Architecture Program

 

Date of this Version

Summer 2016

Citation

From Architecture Boston, Volume 19 no. 3 (Fall 2016, pp. 7-8.

Comments

Published by The Boston Society of Architects.

Abstract

“Urban mining” (in “Source material”) may be a new term, but we have a long history of repurposing layers of a building that has become obsolete. Ise Shrine in Japan is rebuilt every 20 years; each time, dismantled columns, beams, and other components are bestowed upon other shrines, which reuse them in high veneration. The Coliseum had been a mine for stone and metal since the fourth century, and in 1452, Pope Nicholas V, intending to rebuild Rome, reportedly removed 2,522 cartloads damaged by an earlier earthquake. The ancient arena’s travertine can be found in buildings throughout the city.

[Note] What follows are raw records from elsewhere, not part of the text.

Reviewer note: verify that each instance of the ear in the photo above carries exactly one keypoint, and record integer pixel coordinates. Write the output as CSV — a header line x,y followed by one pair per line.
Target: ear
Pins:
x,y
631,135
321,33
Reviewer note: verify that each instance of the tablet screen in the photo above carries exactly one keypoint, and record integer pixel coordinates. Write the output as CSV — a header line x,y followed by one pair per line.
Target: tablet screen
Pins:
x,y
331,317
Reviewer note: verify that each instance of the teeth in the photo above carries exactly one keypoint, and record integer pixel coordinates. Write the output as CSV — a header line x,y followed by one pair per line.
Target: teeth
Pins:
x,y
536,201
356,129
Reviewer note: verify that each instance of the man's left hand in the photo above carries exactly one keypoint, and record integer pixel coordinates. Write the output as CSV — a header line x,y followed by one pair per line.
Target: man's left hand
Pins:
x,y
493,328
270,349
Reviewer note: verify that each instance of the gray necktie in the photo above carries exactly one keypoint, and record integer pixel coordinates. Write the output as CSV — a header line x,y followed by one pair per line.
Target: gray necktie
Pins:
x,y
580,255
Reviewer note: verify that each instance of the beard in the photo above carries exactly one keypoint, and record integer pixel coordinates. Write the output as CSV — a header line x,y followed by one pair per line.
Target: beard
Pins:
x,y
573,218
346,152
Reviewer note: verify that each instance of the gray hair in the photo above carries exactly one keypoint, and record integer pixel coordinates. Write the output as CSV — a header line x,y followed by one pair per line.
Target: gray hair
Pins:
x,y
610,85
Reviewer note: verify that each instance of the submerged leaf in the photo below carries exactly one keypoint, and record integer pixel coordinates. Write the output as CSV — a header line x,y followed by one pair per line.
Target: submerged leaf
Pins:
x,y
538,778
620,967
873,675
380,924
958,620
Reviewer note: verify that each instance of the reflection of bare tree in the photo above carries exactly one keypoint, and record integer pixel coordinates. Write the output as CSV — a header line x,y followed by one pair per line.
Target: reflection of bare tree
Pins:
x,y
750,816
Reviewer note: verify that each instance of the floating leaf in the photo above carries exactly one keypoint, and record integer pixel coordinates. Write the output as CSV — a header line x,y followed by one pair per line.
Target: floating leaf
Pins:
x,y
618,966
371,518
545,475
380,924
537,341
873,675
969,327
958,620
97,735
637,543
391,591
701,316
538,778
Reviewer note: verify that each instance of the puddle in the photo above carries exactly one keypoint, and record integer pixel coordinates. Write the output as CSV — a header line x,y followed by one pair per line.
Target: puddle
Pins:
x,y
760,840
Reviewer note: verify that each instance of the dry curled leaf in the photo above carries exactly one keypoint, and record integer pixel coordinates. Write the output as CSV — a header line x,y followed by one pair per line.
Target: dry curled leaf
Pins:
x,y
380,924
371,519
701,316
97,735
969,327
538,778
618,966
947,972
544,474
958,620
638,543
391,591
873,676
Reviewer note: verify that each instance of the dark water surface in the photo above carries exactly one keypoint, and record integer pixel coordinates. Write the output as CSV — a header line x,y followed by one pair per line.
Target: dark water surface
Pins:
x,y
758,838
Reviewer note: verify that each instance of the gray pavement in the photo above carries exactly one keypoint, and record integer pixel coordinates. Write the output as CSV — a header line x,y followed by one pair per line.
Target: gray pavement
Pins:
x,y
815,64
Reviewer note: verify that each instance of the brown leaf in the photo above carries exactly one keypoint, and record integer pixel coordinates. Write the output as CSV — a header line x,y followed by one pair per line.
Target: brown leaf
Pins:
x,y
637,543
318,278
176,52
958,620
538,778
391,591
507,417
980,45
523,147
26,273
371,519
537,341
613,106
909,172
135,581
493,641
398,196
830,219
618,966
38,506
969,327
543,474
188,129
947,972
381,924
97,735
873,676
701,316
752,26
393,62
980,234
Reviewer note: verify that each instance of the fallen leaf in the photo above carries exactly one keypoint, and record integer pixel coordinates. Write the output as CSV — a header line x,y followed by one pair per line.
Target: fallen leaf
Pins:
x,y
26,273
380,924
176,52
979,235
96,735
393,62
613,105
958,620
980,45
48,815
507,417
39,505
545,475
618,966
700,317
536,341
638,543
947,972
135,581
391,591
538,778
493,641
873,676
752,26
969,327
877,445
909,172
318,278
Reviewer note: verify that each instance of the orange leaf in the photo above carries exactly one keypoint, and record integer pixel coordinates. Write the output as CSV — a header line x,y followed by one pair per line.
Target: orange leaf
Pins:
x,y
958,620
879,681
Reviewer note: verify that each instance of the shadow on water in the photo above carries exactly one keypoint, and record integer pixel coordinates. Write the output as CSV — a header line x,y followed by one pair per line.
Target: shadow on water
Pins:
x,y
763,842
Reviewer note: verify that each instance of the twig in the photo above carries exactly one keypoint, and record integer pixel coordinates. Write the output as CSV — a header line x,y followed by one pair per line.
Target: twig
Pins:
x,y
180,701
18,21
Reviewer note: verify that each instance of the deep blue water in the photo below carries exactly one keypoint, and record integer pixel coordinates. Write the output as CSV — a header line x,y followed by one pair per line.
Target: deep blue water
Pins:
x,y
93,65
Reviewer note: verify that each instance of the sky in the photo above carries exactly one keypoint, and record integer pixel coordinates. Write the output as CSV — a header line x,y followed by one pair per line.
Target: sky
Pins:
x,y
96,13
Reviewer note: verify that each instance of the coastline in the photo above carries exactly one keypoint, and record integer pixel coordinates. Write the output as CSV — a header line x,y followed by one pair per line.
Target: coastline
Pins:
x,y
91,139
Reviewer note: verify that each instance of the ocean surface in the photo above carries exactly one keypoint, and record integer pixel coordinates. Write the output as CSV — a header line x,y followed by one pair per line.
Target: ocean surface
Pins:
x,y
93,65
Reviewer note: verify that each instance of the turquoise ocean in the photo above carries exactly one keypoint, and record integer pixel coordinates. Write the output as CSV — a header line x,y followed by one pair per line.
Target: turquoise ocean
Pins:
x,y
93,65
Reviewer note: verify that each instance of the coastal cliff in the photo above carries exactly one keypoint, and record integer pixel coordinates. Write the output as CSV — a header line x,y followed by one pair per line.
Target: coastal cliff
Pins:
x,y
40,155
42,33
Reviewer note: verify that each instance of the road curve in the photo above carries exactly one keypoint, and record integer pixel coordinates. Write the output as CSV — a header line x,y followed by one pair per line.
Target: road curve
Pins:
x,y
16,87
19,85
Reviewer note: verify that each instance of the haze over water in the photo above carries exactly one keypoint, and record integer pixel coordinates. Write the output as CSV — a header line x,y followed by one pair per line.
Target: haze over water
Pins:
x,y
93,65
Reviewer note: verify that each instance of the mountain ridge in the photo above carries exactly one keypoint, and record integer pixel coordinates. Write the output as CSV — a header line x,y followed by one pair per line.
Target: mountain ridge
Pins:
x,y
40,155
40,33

In 16th-century England, King Henry VIII took lead from roofs and gutters of monasteries, then sold the properties to fund military campaigns. At Fountains, near York, the purchaser’s son had his residence constructed on the monastic grounds, sourcing materials from abbey buildings, including a spiral staircase that was kept intact. At Castelvecchio in Verona, Italy, the courtyard façade’s door and the window frames and balconies we see today have existed since the 1920s, brought from a Gothic palazzo demolished earlier.

Granted, our times are politically and economically different. Yet, with a renewed mindset, we can find value and beauty in the reappropriation of buildings’ layers.